Local Town’s Drilling Ordinances Questioned
SOUTH FAYETTE COUNTY (KDKA) — These are boom times for shale gas exploration but towns and municipalities like South Fayette Township are concerned that it should be controlled and limited, adopting zoning ordinances that would keep drilling away from schools and residential areas.
“If you own property, if you breathe the air, if you live in Pennsylvanian this affects you,” said South Fayette Township attorney Jonathan Kamin.
But the owner of an abandoned airport strip says South Fayette’s ordinance is so restrictive it will not allow drilling even in the remotes spot.
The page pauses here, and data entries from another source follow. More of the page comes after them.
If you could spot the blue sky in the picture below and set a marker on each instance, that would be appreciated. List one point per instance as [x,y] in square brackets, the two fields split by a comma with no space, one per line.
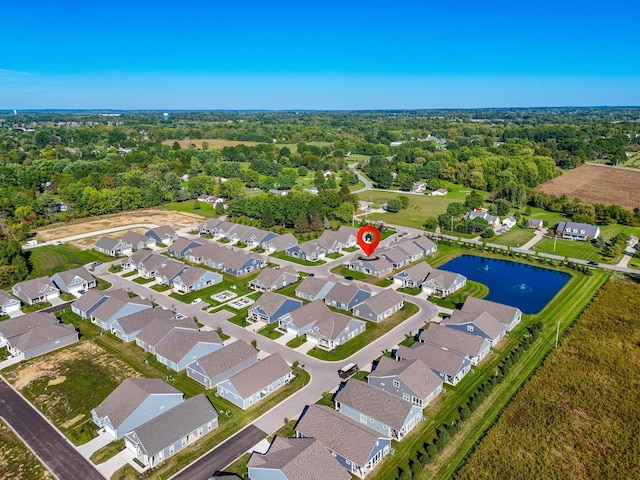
[323,55]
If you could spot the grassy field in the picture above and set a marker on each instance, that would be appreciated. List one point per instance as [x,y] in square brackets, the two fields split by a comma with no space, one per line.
[568,424]
[17,462]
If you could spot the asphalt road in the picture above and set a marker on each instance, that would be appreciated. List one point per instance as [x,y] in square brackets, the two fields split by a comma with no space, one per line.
[222,455]
[48,444]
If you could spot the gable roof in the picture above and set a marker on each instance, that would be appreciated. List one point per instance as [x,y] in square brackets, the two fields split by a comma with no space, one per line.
[174,424]
[375,403]
[129,395]
[339,433]
[259,375]
[299,459]
[226,358]
[414,373]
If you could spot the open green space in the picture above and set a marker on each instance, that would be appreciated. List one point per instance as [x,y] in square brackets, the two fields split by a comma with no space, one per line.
[372,332]
[585,395]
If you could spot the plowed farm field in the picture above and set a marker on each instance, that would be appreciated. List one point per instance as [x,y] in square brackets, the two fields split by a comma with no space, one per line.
[598,184]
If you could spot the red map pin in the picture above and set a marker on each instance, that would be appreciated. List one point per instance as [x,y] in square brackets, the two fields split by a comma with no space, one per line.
[368,239]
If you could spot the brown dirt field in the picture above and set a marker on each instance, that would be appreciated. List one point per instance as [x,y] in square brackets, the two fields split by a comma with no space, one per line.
[178,220]
[598,184]
[214,143]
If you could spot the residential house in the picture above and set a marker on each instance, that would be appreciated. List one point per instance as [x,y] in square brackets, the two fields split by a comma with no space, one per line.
[535,223]
[356,447]
[37,290]
[271,307]
[180,247]
[75,281]
[165,435]
[411,380]
[378,267]
[183,347]
[164,234]
[345,296]
[313,288]
[112,247]
[334,329]
[450,366]
[138,241]
[134,402]
[379,410]
[482,324]
[279,243]
[310,251]
[252,384]
[577,231]
[271,279]
[192,279]
[380,306]
[473,346]
[8,304]
[295,459]
[126,328]
[222,363]
[506,314]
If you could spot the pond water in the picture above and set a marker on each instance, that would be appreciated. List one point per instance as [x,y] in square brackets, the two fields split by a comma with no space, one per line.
[527,287]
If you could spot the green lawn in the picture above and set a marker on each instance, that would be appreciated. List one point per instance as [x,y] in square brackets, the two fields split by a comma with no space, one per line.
[372,332]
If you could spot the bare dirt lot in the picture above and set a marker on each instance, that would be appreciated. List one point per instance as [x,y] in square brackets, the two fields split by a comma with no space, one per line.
[214,143]
[177,220]
[598,184]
KDKA’s Andy Sheehan: “There’s nothing up here.”
John Kosky: “Petty much of a wide open 800 acres up here.”
Sheehan: “And you’re not going to impact any schools — and residents.”
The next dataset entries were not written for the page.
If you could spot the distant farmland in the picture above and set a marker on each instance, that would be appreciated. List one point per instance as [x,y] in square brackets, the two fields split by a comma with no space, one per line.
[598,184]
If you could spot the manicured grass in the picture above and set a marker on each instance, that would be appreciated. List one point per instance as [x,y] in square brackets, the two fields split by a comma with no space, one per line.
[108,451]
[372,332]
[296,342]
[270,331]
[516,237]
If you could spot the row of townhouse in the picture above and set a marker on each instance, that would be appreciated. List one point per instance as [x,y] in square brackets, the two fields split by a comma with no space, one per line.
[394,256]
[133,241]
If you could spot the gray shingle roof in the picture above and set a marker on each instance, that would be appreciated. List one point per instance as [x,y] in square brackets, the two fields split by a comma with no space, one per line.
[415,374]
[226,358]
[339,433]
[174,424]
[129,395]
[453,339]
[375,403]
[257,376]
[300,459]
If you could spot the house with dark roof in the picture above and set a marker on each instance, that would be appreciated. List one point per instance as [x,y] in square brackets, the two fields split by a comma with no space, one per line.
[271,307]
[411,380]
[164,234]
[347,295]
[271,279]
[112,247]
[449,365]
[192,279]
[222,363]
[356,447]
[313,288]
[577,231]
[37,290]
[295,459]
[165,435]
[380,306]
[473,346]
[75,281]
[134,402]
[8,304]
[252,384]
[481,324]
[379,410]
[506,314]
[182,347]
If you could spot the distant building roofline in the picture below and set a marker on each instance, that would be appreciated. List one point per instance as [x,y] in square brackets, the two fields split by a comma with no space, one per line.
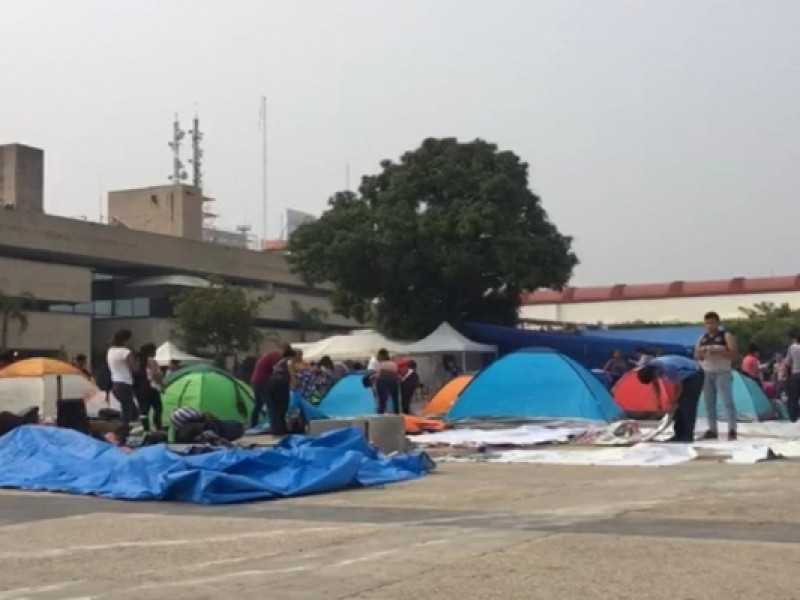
[671,289]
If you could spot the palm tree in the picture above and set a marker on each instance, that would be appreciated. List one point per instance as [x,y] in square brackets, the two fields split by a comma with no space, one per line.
[12,311]
[309,320]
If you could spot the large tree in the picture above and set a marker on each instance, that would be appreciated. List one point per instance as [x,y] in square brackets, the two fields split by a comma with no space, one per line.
[220,317]
[452,232]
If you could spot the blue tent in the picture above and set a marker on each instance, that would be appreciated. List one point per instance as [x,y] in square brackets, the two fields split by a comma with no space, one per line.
[535,384]
[590,351]
[685,336]
[750,400]
[349,398]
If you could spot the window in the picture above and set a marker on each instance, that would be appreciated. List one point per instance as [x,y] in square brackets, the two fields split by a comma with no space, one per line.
[123,308]
[141,307]
[102,308]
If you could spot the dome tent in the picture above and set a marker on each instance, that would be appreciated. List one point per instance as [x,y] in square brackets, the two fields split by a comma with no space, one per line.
[639,401]
[749,399]
[209,390]
[535,383]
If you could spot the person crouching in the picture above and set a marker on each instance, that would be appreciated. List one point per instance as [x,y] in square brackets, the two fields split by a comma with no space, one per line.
[688,377]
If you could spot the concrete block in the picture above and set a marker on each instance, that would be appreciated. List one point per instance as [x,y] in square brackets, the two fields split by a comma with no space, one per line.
[387,432]
[323,425]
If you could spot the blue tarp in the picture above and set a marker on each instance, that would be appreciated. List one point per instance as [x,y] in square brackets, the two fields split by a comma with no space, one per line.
[62,460]
[591,352]
[535,384]
[349,398]
[686,336]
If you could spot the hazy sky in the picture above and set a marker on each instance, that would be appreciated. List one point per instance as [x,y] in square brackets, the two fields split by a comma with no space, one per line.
[664,136]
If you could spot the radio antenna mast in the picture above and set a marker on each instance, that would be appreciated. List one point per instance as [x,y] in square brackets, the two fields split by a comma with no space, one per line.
[178,172]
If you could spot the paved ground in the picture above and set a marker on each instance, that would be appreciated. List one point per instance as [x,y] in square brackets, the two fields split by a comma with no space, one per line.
[471,531]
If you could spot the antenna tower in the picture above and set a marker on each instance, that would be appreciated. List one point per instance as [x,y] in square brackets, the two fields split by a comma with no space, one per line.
[197,154]
[178,172]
Kosky: “No closest resident would be 2,500 feet away, plus.”
In a case will likely test similar ordinances throughout the state — Kosky and the gas exploration company Range Resources are challenging South Fayette’s ordinance, calling it an illegal ban on drilling.
Even though Kosky’s property is industrial — South Fayette doesn’t allow drilling within 1,500 feet of a stream.
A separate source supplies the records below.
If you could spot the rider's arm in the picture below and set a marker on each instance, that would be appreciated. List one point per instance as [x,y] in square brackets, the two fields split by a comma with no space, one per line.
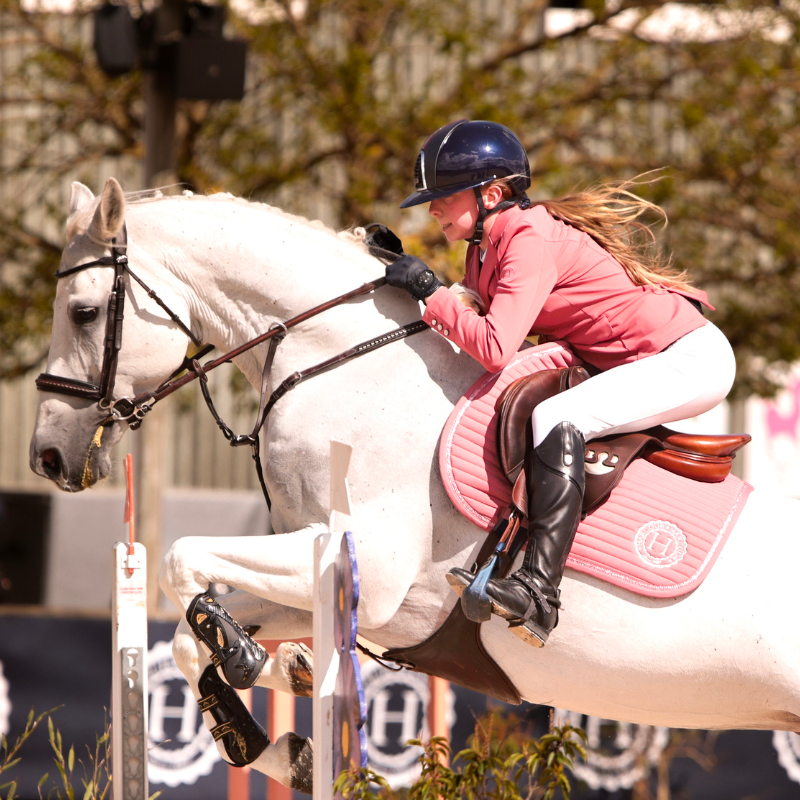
[526,274]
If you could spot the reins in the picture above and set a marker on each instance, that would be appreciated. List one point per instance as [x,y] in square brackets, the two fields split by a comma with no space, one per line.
[134,409]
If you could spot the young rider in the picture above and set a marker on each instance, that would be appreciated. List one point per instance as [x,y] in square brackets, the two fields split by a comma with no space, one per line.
[566,270]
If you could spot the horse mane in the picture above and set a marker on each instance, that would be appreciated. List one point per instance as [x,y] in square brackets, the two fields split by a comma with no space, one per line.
[355,235]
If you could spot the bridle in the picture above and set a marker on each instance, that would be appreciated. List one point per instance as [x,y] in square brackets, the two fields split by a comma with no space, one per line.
[123,408]
[133,409]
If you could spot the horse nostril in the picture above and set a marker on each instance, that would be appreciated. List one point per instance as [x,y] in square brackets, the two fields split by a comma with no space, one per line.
[51,463]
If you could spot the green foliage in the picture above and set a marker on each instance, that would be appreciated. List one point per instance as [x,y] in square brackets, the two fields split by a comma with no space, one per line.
[94,780]
[502,762]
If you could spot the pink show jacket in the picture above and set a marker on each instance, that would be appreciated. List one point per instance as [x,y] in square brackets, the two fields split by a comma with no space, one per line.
[542,276]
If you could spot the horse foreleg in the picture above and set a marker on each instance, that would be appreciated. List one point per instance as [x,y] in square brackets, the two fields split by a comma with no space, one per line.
[278,567]
[291,670]
[240,740]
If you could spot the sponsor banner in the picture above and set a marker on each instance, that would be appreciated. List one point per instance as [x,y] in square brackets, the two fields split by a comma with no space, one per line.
[64,664]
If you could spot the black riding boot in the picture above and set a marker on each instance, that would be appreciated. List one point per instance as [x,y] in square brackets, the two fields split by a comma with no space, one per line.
[529,598]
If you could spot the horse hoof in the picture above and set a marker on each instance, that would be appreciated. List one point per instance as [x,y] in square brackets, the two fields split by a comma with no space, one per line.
[301,755]
[296,661]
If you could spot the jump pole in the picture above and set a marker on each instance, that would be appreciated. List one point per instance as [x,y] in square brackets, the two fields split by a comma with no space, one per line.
[129,694]
[326,657]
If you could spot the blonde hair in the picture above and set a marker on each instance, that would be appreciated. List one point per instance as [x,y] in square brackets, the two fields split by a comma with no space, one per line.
[610,213]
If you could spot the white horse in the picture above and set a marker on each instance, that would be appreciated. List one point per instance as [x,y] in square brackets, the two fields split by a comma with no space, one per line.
[724,656]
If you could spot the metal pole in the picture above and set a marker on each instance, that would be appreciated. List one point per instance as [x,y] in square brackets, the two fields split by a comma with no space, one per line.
[158,168]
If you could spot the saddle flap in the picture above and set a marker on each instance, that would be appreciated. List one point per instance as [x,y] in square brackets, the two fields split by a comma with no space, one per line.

Kosky: “That nullifies the entire piece of property.”
Sheehan: “Is that fair?”
Kosky: “I don’t believe it’s fair. We own the property. We own the resources — I think that makes it a little overly restrictive for us.”
“Their goal is to throw the ordnance out so they can ignore all the rules and do whatever they want,” Kamin said.
South Fayette was one of the lead plaintiffs in the case against Act 13 — which established a statewide setbacks and would have trumped all local zoning ordinance.
The state supreme court recently tossed out Act 13, giving control back to the municipalities. And Kamin says South Fayette is in its rights to protect homes, school and waterways.
“And we’re not going to end up like west Virginia with 300,000 people who can’t drink water,” he said.
But without a state law and statewide restrictions, that battle over shale gas drilling will be fought out town-to-town, but all bets are that this will eventually be decided by the courts.